PPS 4.10, “Faculty Authored Teaching Materials”
UPPS 01.04.21, “Copyright Guidelines for the Texas State Albert B. Alkek Library”
UPPS 01.04.22, “Copyright Guidelines for Classroom Use and Research”
UPPS 01.04.23, “Copyright Guidelines for the Showing Movies on Campus”
UPPS 01.04.24, “Policy on Copyrighted Microcomputer Software”
UPPS 01.04.25, “Distance Education: Intellectual Property”
Texas Education Code 51.912
Regent’s Rules Chapter III sections 11.16-11.18
UPPS 04.04.06 Outside Employment Activities
UPPS 01.04.02 Ethics Policy
NSF 08-1 January 2008 Chapter IV - Grantee Standards
NIH FCOI (42 CFR Part 50, Subpart F)
The transfer of materials between scientists is an important part of academic and scientific cooperation. To ensure that the appropriate measures are taken to protect the intellectual property of the University and its faculty, maintain confidentiality where appropriate, and to minimize risk to the University and its faculty and staff, it is necessary to implement this policy.
Scientists may wish to exchange a variety of materials between labs and other entities including but not limited to:
• Plant, human, or animal-derived biological samples
• Materials samples
• Research animals
• Research tools
• Viruses and bacterial cultures
The purpose of these exchanges may be to further a line of research questioning, enhance scientific collaboration, confirm research findings or to provide materials for testing and commercialization.
Texas State University faculty and staff may engage in such transfers with other public and private universities, non-profit organizations and commercial entities.
In engaging in such transfers, it is important to ensure the following:
The consistent use of a standardized Materials Transfer Agreement by university faculty and staff ensures the following:
• Health and safety standards have been followed
• Intellectual property has been adequately protected
• Risk to the university is minimized
• Confidentiality is maintained where appropriate
• Costs of processing and shipping needs are addressed
• The university maintains accurate records of all such transactions
• Export Control regulations have been followed
A Materials Transfer Agreement or MTA is an agreement between two entities exchanging tangible research materials. It is the responsibility of the Office of Sponsored Programs to review, negotiate, and execute all such agreements. Depending upon the material being transferred or received, other university compliance personnel may be involved with the review process including but not limited to:
• Environmental Health, Safety & Risk Management (EHS&RM)
• Institutional Review Board (IRB)
• Institutional Animal Care and Use Committee (IACUC)
• Intellectual Property Committee
• University Attorney
MTAs are needed for both incoming and outgoing materials. The agreements are put in place to ensure the protection of the university's and its faculty's interests.

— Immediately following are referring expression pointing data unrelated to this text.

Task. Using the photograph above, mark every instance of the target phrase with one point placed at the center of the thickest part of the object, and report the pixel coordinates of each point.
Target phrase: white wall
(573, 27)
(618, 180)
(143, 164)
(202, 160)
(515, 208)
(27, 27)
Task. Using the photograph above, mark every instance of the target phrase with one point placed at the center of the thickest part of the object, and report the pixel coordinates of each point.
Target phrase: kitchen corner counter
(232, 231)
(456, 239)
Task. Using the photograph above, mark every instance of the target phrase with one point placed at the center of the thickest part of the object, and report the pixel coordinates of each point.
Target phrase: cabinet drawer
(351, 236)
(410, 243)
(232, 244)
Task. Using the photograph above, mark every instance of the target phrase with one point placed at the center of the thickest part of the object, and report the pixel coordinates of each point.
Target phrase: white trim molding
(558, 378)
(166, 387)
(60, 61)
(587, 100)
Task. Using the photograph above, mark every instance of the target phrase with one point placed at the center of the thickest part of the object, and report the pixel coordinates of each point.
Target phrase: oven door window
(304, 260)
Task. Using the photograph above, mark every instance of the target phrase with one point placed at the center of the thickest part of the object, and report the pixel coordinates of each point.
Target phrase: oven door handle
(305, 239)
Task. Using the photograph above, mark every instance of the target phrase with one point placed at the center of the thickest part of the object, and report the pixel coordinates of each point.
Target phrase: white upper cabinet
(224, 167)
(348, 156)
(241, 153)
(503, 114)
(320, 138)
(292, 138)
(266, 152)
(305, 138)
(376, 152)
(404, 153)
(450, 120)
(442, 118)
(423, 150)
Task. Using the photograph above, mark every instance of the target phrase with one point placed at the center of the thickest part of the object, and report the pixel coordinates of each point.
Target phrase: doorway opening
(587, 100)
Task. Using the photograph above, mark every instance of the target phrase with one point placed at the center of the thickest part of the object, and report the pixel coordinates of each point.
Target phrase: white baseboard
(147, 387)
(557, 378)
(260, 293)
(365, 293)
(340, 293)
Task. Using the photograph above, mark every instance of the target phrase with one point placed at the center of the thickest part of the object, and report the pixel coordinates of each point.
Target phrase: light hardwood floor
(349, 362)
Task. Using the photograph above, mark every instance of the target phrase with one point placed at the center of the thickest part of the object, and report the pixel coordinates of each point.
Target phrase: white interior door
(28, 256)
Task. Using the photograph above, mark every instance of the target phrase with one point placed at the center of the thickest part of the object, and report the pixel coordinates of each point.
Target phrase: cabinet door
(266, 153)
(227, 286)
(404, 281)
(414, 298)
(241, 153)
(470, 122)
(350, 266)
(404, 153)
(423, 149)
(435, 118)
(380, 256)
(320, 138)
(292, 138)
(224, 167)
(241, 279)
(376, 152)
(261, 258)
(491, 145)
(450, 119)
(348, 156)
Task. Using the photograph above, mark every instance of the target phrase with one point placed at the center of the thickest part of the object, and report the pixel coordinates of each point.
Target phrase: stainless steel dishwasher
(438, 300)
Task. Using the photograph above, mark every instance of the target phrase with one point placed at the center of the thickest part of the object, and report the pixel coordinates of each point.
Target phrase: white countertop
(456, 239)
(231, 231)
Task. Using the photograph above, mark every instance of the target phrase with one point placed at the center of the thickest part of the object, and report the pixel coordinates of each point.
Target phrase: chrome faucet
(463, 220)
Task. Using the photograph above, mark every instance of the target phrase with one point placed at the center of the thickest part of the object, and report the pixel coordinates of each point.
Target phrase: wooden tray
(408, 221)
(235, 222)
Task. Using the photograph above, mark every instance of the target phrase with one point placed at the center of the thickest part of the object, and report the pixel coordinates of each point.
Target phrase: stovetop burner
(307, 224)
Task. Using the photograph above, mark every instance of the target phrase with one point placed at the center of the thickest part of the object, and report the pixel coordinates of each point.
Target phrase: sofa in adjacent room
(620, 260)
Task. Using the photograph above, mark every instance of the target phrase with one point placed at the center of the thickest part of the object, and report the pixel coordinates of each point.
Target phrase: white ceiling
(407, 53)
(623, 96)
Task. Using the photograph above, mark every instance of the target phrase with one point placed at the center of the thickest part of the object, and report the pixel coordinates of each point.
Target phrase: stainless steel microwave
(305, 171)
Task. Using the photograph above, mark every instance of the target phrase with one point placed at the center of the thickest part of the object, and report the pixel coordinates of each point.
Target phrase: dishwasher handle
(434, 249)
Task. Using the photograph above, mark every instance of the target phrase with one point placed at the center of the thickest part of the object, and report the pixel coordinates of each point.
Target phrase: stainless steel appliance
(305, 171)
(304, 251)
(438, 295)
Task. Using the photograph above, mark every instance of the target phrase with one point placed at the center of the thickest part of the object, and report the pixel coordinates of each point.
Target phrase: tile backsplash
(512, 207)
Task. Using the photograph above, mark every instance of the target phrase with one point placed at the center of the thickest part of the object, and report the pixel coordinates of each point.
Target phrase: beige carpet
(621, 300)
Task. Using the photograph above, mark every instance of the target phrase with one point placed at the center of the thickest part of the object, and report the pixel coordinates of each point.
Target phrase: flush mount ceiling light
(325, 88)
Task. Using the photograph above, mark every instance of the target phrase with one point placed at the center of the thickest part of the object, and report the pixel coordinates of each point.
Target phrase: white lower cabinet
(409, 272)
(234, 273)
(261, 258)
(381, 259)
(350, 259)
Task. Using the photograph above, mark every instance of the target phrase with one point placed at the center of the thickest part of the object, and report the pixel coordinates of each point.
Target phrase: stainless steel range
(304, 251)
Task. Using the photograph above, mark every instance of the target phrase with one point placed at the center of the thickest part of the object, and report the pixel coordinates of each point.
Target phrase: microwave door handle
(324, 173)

Under no circumstances should materials be transferred prior to the full execution of a MTA. Faculty and staff should contact the Contract and Intellectual Property Specialist in the Office of the Associate Vice President for Research (OAVPR) as far in advance as possible to any materials being transmitted to another entity. OAVPR will provide the necessary agreements and transmission forms and obtain needed signatures both from Texas State University and from the outside entity. The Compliance Specialist and the Contract and Intellectual Property Specialist will evaluate the items being transferred for any other needed actions. Agreements and forms will vary by material being transferred. Only the Associate Vice President for Research and the Director of the Office of Sponsored Programs have the authority to sign outgoing MTAs.
In some cases a contract between the University and the receiving entity may cover the transfer of materials. In this case, a separate MTA will not be required. All such contracts must be reviewed and signed per UPPS 03.04.02 and 03.04.04 covering contracts.

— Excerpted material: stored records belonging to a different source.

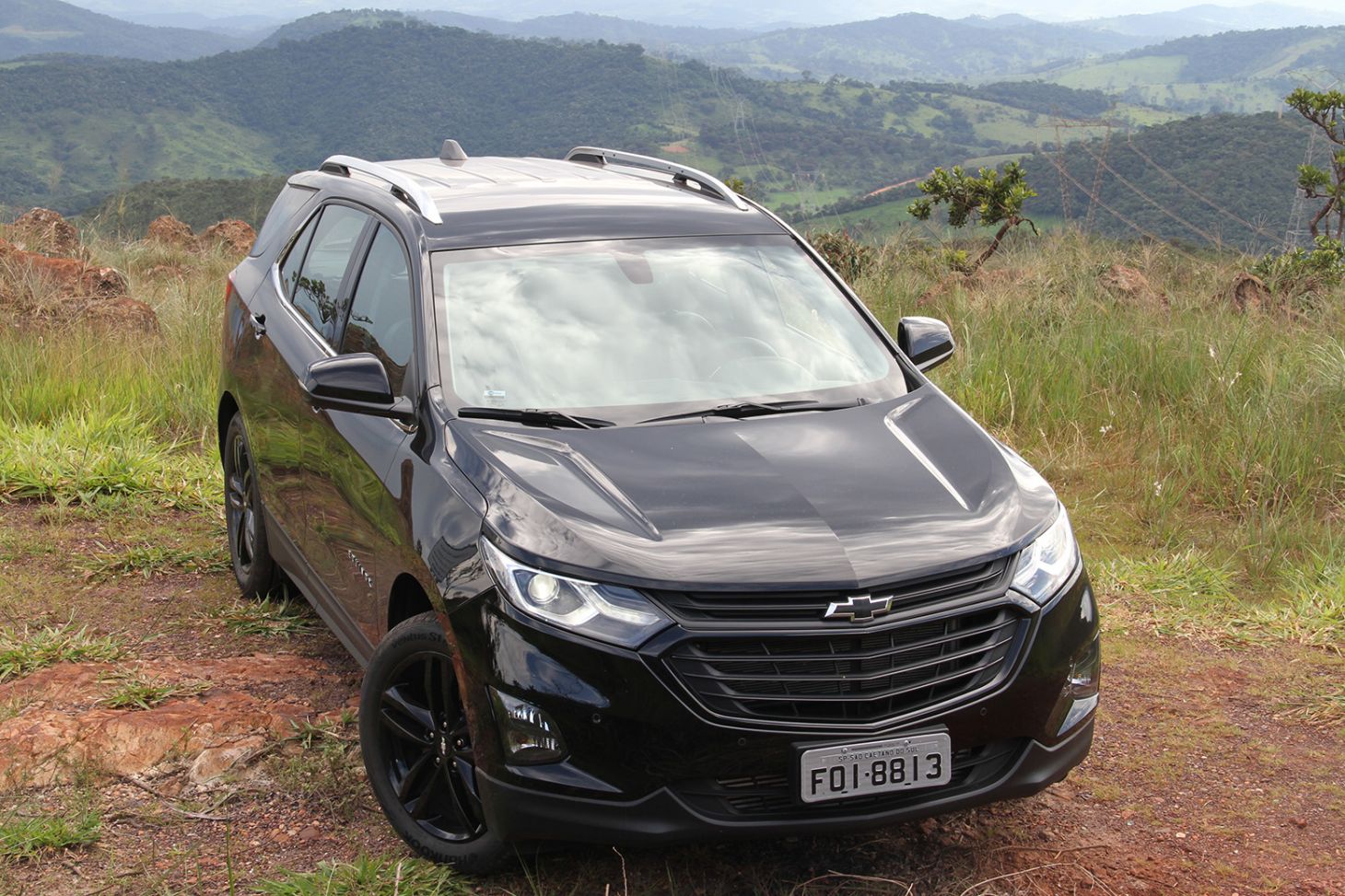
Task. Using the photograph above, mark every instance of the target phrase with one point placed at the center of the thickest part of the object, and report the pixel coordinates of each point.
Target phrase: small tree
(988, 197)
(1327, 111)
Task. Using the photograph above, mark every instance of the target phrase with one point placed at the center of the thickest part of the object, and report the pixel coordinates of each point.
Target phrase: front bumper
(666, 816)
(649, 763)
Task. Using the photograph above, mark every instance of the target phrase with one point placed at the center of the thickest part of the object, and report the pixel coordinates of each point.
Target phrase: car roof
(496, 201)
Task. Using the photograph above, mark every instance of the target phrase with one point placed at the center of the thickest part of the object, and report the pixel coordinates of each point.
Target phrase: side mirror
(357, 384)
(926, 341)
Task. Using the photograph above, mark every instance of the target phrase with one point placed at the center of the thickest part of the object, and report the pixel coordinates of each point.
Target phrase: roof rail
(405, 187)
(681, 174)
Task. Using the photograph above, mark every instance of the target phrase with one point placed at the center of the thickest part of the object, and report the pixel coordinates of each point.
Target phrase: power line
(1130, 145)
(1140, 192)
(1122, 216)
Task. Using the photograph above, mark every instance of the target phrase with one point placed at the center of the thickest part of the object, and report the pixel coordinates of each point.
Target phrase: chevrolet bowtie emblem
(859, 609)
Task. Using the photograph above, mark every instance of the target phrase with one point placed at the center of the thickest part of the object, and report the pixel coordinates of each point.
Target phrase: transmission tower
(1090, 127)
(1300, 215)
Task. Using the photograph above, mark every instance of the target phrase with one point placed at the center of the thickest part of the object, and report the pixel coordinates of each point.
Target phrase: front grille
(775, 794)
(857, 677)
(807, 607)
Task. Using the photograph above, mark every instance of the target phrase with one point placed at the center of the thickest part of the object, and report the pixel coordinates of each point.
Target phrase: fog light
(544, 588)
(529, 735)
(1081, 693)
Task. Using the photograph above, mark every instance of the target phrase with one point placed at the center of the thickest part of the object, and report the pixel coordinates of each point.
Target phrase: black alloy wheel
(428, 750)
(254, 569)
(417, 749)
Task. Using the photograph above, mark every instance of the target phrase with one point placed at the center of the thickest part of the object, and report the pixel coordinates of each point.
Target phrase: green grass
(327, 770)
(29, 838)
(1200, 449)
(154, 560)
(370, 876)
(268, 618)
(134, 691)
(88, 413)
(26, 650)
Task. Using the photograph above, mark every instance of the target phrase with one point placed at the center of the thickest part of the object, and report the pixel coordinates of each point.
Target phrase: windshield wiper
(759, 409)
(534, 417)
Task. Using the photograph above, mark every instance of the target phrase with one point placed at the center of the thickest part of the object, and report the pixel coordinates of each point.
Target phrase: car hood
(824, 499)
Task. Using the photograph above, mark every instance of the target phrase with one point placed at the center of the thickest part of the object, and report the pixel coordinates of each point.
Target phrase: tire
(418, 752)
(259, 576)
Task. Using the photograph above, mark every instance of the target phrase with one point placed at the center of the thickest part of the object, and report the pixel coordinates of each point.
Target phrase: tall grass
(93, 411)
(1169, 420)
(1168, 417)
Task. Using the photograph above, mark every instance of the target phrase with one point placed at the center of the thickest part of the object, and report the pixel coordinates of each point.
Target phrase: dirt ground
(1216, 768)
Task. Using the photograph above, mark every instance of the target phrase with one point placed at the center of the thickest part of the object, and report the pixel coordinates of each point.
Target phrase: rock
(1248, 292)
(233, 234)
(62, 724)
(124, 314)
(214, 762)
(40, 289)
(170, 232)
(102, 283)
(46, 232)
(1131, 285)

Outside entities may have their own MTAs. All such documents need to be forwarded to the Contract and IP Specialist for review and university-authorized signature. If the MTA contains clauses that conflict with existing agreements or conflict with university and/or state and federal policy, OAVPR will negotiate with the outside entity to resolve the situation. Upon successful negotiation, the document will be signed and returned to the donor. If the transferring entity does not have a standard MTA, OAVPR will provide the donor with our template and obtain the necessary signatures. The receiving party should contact OAVPR before requesting materials. Materials should not be accepted without an agreement.

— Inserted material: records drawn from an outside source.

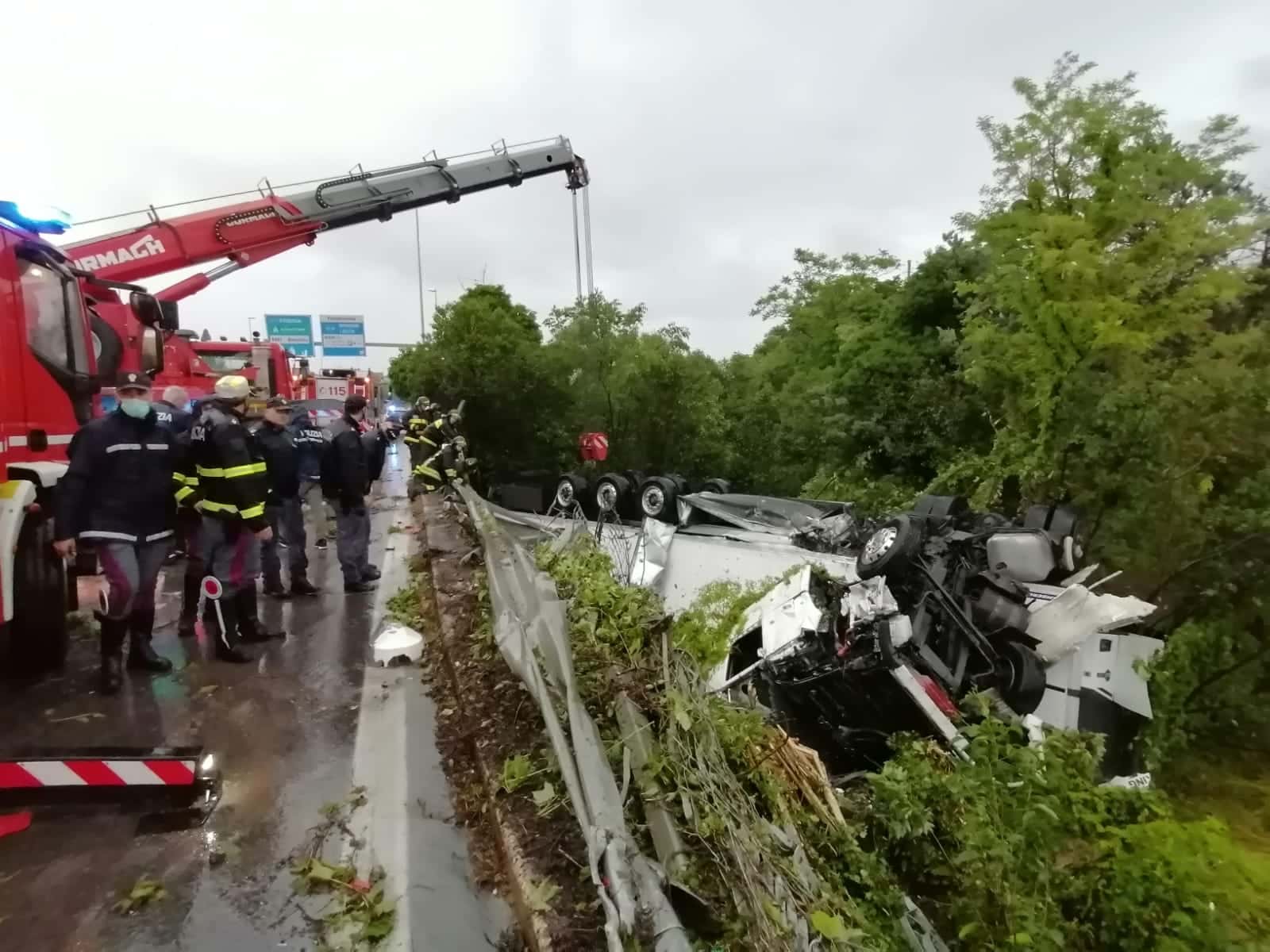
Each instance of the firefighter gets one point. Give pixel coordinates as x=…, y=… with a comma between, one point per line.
x=448, y=466
x=283, y=507
x=310, y=442
x=419, y=447
x=352, y=463
x=234, y=484
x=118, y=493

Should negotiations fail; the material will not be accepted. If material has been shipped it will be returned to the Donor.
A MTA will not be required for standard purchase orders or catalogue supply orders unless:
• The materials in question involve any of the following:
1. Biological samples: plants, human or animal
2. Controlled Hazardous Materials
In some cases a contract between the University and the transferring entity may cover the transfer of materials. In this case, a separate MTA will not be required. All such contracts must be reviewed and signed per UPPS 03.04.02 and 03.04.04 covering contracts.
Faculty or departmental administrators do not have the authority to accept these agreements on behalf of the University. Accepting such agreements without an authorized University signature may result in the assumption of unnecessary personal liability.
* Some transfers may fall under Export Control Regulations. Please refer to the Interim Policy dated 06/20/06.